Here, $\hat{\boldsymbol \pi}_\text{Heuristic}$ was computed empirically using 1’000’000 samples drawn using the pareto function with heuristic=True.

References

[1] Wouter Kool, Herke van Hoof, Max Welling, Stochastic Beams and Where To Find Them: The Gumbel-Top-k Trick for Sampling Sequences Without Replacement, ICML, 2019.

[2] Yves Tillé, Remarks on some misconceptions about unequal probability sampling without replacement, Computer Science Review, 2023.

[3] K.R.W. Brewer, A Simple Procedure for Sampling πpswor, Australian Journal of Statistics, 1975.

[4] Jaroslav Hájek, Asymptotic Theory of Rejective Sampling with Varying Probabilities from a Finite Population, The Annals of Mathematical Statistics, 1964.

[5] Xiang-Hui Chen, Arthur P. Dempster, Jun S. Liu, Weighted Finite Population Sampling to Maximize Entropy, Biometrika, 1994.

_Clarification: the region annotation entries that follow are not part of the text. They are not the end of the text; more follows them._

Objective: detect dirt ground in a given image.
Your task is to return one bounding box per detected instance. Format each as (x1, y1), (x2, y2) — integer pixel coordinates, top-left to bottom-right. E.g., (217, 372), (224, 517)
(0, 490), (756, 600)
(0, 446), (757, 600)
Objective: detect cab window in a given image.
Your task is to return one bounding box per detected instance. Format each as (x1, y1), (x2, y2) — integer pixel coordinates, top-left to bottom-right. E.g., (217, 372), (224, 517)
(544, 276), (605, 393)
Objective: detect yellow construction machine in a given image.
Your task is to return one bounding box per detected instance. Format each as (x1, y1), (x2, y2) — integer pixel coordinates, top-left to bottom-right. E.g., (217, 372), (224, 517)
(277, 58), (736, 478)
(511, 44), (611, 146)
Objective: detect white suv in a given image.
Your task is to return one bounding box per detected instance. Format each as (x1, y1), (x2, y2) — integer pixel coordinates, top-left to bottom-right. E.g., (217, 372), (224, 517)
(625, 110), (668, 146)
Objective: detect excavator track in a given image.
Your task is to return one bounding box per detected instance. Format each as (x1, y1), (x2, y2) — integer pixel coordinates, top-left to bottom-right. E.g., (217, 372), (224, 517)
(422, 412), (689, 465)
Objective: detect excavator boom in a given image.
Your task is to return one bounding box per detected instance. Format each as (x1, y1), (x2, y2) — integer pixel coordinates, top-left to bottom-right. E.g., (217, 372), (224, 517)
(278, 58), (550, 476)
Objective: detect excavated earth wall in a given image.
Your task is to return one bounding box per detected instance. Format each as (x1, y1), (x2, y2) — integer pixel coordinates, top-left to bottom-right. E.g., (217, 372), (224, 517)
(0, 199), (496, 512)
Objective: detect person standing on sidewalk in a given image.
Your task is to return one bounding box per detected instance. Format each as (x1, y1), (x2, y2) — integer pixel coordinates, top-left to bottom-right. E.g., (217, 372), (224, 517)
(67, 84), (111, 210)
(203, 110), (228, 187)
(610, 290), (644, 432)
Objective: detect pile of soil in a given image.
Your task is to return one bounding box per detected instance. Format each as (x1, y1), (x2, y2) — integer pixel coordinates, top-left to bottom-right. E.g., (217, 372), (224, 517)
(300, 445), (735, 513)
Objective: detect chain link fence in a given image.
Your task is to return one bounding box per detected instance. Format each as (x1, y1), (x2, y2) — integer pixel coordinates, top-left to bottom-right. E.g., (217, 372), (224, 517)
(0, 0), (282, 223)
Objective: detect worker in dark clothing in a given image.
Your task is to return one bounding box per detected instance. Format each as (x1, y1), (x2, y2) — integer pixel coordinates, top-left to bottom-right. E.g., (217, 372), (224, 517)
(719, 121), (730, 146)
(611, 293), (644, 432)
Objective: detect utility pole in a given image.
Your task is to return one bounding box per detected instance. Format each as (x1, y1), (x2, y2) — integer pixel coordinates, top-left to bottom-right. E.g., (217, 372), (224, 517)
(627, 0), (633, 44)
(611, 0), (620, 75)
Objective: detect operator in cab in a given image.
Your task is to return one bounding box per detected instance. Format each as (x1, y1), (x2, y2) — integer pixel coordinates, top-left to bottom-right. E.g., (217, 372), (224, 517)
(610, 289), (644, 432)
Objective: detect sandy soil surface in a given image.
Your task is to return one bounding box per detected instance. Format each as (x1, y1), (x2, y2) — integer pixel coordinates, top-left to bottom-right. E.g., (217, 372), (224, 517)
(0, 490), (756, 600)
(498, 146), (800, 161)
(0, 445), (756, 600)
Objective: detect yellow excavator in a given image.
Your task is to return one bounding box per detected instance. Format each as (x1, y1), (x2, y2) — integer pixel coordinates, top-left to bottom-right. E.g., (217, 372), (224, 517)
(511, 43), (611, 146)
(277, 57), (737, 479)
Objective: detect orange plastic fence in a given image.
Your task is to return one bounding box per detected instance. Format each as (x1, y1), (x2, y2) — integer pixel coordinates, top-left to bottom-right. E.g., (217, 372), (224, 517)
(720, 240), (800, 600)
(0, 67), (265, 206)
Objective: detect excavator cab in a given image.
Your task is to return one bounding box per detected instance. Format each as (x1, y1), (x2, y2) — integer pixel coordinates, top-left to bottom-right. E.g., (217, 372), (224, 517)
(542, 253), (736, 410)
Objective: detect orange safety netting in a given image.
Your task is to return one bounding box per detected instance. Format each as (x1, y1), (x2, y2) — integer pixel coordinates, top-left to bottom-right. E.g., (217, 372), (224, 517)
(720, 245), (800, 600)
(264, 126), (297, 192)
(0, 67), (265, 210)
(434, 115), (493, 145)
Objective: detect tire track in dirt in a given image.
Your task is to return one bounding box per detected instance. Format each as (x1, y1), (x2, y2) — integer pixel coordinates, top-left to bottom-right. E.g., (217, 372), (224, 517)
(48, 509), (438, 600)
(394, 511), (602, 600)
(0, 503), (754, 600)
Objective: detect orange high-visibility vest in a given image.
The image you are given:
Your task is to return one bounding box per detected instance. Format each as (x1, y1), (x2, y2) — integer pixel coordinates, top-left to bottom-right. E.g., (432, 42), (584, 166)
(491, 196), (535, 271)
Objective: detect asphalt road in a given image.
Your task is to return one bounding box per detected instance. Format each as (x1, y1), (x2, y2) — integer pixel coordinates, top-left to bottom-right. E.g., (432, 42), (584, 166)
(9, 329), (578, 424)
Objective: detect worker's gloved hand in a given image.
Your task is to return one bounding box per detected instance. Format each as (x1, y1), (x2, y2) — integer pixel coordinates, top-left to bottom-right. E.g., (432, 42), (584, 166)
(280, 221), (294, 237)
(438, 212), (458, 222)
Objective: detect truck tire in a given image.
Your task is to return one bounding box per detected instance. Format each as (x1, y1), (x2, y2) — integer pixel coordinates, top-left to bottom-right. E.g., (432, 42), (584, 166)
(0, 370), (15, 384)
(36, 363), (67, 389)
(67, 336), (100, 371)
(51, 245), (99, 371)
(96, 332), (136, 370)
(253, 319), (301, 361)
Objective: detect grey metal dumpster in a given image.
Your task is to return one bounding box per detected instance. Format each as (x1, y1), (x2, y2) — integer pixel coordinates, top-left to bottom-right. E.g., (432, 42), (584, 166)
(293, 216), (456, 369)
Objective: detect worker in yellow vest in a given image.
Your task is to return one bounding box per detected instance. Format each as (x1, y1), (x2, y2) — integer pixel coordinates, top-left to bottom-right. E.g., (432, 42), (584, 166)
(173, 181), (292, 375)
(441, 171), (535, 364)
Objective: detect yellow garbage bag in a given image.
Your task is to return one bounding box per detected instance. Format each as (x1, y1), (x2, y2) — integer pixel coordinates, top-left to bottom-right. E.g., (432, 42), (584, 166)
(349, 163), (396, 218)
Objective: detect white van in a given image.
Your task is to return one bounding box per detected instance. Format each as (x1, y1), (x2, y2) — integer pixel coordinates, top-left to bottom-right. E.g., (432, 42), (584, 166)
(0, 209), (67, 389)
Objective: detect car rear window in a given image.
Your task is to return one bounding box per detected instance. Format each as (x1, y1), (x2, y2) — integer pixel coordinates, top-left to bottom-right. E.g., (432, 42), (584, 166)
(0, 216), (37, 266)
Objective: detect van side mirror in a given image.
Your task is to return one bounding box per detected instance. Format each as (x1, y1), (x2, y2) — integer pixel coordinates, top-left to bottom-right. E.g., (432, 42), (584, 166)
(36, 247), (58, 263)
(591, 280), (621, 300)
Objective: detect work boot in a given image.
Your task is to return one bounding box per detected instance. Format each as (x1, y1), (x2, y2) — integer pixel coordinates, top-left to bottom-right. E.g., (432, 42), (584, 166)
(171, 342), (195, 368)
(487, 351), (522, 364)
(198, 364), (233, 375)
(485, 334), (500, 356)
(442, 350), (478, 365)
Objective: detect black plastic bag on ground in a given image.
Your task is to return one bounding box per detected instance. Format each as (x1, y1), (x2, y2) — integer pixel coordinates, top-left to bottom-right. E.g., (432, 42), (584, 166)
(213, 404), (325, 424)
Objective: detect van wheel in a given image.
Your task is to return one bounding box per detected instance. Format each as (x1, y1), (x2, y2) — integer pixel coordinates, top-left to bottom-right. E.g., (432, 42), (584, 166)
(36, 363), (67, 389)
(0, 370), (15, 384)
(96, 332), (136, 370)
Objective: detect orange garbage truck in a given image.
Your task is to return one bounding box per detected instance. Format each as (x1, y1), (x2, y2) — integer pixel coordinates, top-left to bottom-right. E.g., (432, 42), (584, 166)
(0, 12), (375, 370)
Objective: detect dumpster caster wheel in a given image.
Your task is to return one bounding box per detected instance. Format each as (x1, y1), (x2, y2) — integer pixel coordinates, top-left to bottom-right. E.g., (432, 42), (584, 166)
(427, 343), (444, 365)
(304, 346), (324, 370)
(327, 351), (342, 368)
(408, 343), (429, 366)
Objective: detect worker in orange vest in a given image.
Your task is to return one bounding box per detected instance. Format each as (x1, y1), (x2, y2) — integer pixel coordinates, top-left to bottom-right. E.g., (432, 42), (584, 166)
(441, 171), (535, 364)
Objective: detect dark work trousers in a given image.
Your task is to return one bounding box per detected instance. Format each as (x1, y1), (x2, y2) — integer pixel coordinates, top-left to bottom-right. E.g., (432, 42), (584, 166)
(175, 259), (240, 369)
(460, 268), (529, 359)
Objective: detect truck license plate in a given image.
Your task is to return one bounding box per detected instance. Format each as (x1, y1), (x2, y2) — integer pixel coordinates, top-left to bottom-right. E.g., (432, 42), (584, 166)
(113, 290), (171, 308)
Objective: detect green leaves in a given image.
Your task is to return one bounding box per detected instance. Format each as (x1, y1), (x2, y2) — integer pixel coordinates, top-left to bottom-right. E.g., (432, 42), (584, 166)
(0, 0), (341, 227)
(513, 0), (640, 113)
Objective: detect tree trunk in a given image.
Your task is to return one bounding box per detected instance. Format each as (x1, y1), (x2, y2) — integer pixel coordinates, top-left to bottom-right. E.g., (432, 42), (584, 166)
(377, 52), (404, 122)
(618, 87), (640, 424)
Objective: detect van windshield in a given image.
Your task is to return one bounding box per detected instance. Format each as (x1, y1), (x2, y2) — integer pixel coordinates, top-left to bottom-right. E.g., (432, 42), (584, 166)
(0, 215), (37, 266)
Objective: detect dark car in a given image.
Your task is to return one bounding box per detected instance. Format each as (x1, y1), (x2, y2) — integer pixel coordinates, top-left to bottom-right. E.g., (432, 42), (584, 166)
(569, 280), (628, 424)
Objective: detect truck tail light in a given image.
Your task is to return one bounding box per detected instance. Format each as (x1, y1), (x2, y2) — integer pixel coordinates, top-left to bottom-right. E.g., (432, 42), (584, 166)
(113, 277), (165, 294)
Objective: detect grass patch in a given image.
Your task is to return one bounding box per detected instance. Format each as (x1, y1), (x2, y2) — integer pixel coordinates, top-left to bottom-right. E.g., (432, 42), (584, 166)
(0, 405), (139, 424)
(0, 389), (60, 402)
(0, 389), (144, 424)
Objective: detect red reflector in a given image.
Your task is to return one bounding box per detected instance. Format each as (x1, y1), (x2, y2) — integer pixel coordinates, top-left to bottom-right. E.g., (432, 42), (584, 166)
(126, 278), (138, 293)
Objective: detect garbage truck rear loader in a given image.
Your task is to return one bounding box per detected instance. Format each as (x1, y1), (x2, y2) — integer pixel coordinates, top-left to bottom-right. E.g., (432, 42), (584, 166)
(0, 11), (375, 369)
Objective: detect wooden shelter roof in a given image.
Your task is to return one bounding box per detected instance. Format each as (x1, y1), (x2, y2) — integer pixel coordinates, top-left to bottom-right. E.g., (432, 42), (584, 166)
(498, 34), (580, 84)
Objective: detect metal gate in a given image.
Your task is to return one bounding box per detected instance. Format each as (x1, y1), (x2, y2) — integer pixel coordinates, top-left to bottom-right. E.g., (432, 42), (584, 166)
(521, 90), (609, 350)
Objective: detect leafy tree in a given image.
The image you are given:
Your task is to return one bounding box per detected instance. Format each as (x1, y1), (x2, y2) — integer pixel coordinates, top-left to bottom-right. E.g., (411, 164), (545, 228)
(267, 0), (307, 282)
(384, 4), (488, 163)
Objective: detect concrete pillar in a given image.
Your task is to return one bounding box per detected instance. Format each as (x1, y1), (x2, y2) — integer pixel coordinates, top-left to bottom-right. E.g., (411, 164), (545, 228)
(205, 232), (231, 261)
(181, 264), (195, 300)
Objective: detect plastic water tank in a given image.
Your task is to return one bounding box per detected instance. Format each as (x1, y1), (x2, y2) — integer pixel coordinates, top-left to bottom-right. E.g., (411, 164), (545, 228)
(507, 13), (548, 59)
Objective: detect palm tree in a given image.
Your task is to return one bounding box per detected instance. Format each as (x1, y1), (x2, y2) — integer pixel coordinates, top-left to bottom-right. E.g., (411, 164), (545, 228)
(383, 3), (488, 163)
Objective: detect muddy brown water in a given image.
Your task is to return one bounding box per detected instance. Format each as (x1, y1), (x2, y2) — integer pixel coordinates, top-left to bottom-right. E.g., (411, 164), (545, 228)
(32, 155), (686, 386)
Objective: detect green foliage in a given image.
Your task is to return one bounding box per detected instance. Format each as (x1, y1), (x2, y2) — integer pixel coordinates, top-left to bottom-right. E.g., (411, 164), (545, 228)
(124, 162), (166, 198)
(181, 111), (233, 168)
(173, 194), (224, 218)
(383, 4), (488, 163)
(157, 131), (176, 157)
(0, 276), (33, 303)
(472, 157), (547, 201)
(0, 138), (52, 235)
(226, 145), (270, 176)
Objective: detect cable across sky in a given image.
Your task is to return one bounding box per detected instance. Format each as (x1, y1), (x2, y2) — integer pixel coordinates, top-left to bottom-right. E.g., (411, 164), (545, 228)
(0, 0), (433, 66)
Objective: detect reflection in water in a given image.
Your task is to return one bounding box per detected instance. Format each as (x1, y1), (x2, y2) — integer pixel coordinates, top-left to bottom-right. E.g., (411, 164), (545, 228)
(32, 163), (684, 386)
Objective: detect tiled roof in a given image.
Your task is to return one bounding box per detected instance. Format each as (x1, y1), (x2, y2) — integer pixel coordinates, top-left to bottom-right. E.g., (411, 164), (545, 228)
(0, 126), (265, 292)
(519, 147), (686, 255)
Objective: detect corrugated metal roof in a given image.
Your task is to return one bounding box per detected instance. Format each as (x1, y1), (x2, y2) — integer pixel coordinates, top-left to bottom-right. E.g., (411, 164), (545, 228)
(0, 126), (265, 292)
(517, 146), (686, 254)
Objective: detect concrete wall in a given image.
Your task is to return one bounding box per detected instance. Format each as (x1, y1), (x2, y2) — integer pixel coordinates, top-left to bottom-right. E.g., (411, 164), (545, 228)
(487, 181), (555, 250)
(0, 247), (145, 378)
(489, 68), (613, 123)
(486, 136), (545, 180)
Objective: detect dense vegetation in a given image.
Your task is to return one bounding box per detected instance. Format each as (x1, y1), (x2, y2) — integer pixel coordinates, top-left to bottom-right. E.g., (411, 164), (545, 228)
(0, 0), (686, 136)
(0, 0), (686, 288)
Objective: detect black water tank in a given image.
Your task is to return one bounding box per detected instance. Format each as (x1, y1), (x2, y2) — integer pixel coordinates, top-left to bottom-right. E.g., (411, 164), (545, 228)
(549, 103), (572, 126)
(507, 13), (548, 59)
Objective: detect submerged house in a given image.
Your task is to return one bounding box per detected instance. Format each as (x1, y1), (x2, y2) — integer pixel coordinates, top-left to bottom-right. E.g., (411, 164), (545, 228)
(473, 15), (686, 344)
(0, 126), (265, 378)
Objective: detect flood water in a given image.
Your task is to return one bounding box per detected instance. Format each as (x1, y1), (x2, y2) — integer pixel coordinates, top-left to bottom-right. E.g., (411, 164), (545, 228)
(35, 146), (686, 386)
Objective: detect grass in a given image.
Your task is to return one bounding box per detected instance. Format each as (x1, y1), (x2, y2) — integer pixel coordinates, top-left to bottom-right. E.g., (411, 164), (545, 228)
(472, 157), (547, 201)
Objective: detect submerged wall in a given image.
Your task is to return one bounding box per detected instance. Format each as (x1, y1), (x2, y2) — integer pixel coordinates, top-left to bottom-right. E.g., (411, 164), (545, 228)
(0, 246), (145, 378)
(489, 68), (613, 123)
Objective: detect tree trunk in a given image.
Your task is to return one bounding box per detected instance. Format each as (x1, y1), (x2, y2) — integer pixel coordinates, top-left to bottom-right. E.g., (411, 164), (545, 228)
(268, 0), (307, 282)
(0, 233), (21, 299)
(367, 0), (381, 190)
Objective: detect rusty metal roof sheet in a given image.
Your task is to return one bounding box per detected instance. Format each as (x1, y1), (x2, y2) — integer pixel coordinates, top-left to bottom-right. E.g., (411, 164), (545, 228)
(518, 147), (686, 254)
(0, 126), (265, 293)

[6] Lennart Bondesson, Imbi Traat, Anders Lundqvist, Pareto Sampling versus Sampford and Conditional Poisson Sampling, Scandinavian Journal of Statistics, 2006.

[7] Yves Tillé, Sampling Algorithms, Springer, 2006.

[8] Anton Grafström, Entropy of unequal probability sampling designs, Statistical Methodology, 2010.

[9] Bengt Rosén, On sampling with probability proportional to size, Journal of Statistical Planning and Inference, 1997.

[10] Anders Lundquist, Contributions to the Theory of Unequal Probability Sampling, Doctoral Thesis, Umeå University, 2009.

[11] Klas Wijk, Ricardo Vinuesa, Hossein Azizpour, Differentiable Top-k: From One-Hot to k-Hot, EurIPS 2025 Workshop on Differentiable Systems and Scientific Machine Learning 2025.

[12] Klas Wijk, Ricardo Vinuesa, Hossein Azizpour, SFESS: Score Function Estimators for k-Subset Sampling, ICLR, 2025.